John Dickerson scrive di questo sviluppo sul quotidiano on-line Slate; “In ognuna delle precedenti vittorie di Obama, la squadra di Clinton cercava di individuare un’eccezione; Obama ha vinto perché tal stato ha una presenza sproporzionata di elettori di colore, oppure perché la consultazione aveva la forma di caucus, tradizionalmente dominato dagli attivisti di partito”. Erano questi tentativi non solo di spiegare le sconfitte di Clinton, ma anche di suggerire che Barack Obama non avrebbe mai potuto vincere in una elezione generale in cui è necessario trovare il sostegno di coalizioni più ampie. “Mentre Obama comincia ad esercitare il suo fascino anche sull’elettorato Clinton, le sue vittorie paiono sempre meno come delle eccezioni…Questi successi elettorali regalano ad Obama nuove cartucce da usare nelle prossime primarie, perché mostrano che egli può costruire un consenso che unisca gente di razza, sesso e classe differenti”, spiega Dickerson.

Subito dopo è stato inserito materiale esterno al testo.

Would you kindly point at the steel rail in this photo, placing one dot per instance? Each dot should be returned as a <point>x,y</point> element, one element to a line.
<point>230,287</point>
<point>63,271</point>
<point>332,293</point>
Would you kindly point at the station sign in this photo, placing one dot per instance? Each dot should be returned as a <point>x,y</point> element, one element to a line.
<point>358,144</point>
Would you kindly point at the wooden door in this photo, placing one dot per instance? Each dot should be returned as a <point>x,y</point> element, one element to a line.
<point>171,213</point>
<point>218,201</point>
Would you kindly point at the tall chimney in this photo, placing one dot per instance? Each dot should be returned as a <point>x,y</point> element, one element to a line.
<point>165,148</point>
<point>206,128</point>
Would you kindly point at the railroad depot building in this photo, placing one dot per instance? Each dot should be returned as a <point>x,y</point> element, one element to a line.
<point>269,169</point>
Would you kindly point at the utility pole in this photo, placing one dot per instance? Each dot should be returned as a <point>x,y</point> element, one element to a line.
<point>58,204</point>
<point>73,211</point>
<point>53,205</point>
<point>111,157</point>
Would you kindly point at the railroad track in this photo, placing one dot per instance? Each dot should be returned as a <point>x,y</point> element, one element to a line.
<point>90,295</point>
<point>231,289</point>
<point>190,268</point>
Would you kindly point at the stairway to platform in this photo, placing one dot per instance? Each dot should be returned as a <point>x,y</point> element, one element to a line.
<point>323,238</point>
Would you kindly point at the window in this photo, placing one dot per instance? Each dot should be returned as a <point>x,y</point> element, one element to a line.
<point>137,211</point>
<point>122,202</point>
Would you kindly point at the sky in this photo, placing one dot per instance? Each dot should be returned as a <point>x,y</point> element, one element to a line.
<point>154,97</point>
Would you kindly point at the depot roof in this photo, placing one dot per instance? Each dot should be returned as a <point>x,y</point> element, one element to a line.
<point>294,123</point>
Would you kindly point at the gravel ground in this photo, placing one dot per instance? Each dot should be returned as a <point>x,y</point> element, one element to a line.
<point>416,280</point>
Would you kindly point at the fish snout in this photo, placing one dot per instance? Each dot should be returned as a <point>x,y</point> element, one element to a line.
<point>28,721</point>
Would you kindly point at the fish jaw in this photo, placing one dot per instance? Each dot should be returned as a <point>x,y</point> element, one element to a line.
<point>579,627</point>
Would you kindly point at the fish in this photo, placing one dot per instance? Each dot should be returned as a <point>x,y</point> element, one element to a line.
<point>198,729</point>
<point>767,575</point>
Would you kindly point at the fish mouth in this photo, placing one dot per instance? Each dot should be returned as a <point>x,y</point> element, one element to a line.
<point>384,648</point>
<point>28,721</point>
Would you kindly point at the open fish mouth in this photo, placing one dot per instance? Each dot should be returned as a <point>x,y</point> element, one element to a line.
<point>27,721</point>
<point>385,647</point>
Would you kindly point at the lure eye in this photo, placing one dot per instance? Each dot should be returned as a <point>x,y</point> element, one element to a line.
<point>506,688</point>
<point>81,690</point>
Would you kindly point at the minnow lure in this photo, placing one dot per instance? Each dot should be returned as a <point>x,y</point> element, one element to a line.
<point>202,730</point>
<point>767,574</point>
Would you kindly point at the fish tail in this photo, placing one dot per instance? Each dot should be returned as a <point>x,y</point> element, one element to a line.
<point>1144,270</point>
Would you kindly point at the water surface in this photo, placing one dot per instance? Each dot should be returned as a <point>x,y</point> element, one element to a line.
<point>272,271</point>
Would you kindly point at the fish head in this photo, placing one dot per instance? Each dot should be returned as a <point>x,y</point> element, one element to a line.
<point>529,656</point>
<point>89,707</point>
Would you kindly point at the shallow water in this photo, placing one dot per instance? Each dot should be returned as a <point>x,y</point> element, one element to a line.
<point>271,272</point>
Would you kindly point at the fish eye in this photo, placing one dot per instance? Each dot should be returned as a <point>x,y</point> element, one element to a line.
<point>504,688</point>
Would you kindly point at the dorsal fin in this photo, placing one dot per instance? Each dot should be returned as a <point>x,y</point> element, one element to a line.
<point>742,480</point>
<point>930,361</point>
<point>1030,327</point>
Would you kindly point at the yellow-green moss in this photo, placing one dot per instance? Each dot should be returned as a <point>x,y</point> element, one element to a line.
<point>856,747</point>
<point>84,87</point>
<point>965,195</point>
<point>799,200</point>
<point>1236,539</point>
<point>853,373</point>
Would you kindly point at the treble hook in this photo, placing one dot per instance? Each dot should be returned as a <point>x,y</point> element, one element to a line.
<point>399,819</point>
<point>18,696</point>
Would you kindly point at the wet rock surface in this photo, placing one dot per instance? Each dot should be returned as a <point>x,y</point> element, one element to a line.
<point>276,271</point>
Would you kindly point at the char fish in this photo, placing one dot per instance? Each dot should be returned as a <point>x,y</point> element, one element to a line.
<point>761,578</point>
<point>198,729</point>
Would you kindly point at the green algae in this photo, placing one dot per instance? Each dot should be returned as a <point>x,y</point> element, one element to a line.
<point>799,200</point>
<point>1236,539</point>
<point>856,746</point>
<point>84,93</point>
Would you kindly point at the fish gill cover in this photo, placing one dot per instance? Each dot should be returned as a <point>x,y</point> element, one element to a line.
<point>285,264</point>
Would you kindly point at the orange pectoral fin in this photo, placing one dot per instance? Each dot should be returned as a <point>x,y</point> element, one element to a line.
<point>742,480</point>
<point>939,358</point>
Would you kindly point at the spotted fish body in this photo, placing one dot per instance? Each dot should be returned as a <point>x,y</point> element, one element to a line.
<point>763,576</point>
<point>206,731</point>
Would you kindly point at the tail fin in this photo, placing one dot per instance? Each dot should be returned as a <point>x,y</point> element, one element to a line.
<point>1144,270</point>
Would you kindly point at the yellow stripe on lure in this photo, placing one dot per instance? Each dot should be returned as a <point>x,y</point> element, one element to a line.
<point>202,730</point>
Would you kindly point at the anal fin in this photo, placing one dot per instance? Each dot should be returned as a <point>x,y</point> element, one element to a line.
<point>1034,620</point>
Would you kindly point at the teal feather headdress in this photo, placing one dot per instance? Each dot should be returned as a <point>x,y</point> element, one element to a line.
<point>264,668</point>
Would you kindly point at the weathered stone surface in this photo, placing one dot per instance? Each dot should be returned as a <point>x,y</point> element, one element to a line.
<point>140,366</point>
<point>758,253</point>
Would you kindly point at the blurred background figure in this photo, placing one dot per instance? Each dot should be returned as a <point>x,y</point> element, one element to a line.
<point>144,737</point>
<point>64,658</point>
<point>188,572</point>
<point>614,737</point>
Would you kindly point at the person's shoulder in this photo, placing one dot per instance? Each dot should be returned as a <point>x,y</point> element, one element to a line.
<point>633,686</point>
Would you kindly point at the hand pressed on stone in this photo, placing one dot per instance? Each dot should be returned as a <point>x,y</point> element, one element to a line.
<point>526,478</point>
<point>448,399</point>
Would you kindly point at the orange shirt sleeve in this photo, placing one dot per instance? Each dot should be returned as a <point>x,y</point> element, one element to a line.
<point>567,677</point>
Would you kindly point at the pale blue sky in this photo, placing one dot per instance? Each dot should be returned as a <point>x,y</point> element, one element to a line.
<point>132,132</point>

Martedì, giorno d’elezioni, ai seggi è una sfilata continua di votanti, nonostante la temperatura sia abbondantemente sotto zero. La partecipazione al voto, che fin ora è stata elevata in tutto il paese, ha un significato particolare in questa città con la fissazione della politica. Grazie ad una corsa alla nomination democratica ancora tutta da decidersi, questa è la prima volta che la nazione presta attenzione al voto nella capitale. Washington DC è stata sempre considerata troppo liberal e troppo afro-americana perché i suoi residenti potessero avere un impatto sul voto nazionale (Nelle elezioni presidenziali del 2004 John Kerry portò a casa l’89% dei voti contro il 9% di George Bush. Secondo le statistiche ufficiali del US Census Bureau, nel 2006 la popolazione di Washington DC era per il 56.5% di colore, contro il 12,8% della media nazionale). Quest’anno invece, come Charles Babington dell’Associated Press ha scritto la settimana scorsa, la gente di qui ha avuto “la rara opportunità di contribuire a determinare il risultato di un’elezione presidenziale anziché esserne semplicemente ossessionati”.

Faccio visita ad alcuni seggi in giro per Washington e l’impressione che ne traggo conferma tendenze di voto simili a quelle poi mostrate dai risultati delle primarie in Maryland, Virginia e Distretto di Columbia, ed un trasporto paragonabile a quello che avevo visto pervadere la lunga fila di persone all’Università del Maryland lunedì mattina.

“E’ arrivato il momento per un cambiamento”, mi dice un’anziana signora di colore. La campagna di Barack Obama ha noleggiato alcuni pullman con lo scopo di andare a prendere a casa quegli elettori senza accesso ad altri mezzi di trasporto per portarli a votare. E’ stato salendo su uno di questi autobus che ho fatto la sua conoscenza. La signora mi dà l’indirizzo di casa ma si rifiuta di dirmi il proprio nome. Però non mostra alcuna reticenza a votare per Obama contro una candidata donna; “Non penso che una donna possa guidare questo paese”, ha dichiarato. “Siamo diventate più intelligenti negli ultimi anni, ma non così intelligenti”.

Nonostante l’onda crescente d’entusiasmo, Barack Obama dovrà fare ancora molte telefonate e bussare su molte porte se vuole conquistare davvero il cuore dei sostenitori di Clinton e vincere così la loro approvazione definitiva, in particolare per quanto riguarda gli elettori ispanici, che nel caso della Potomac Primary rappresentavano solo il 5% degli aventi diritto al voto. José è un democratico d’origine messicana che vive in Maryland, lavora in città e quasi non parla inglese. Il suo voto va a Clinton, o “Miss Hillary” come la chiama lui. “Me gusta mucho”, José confessa in spagnolo.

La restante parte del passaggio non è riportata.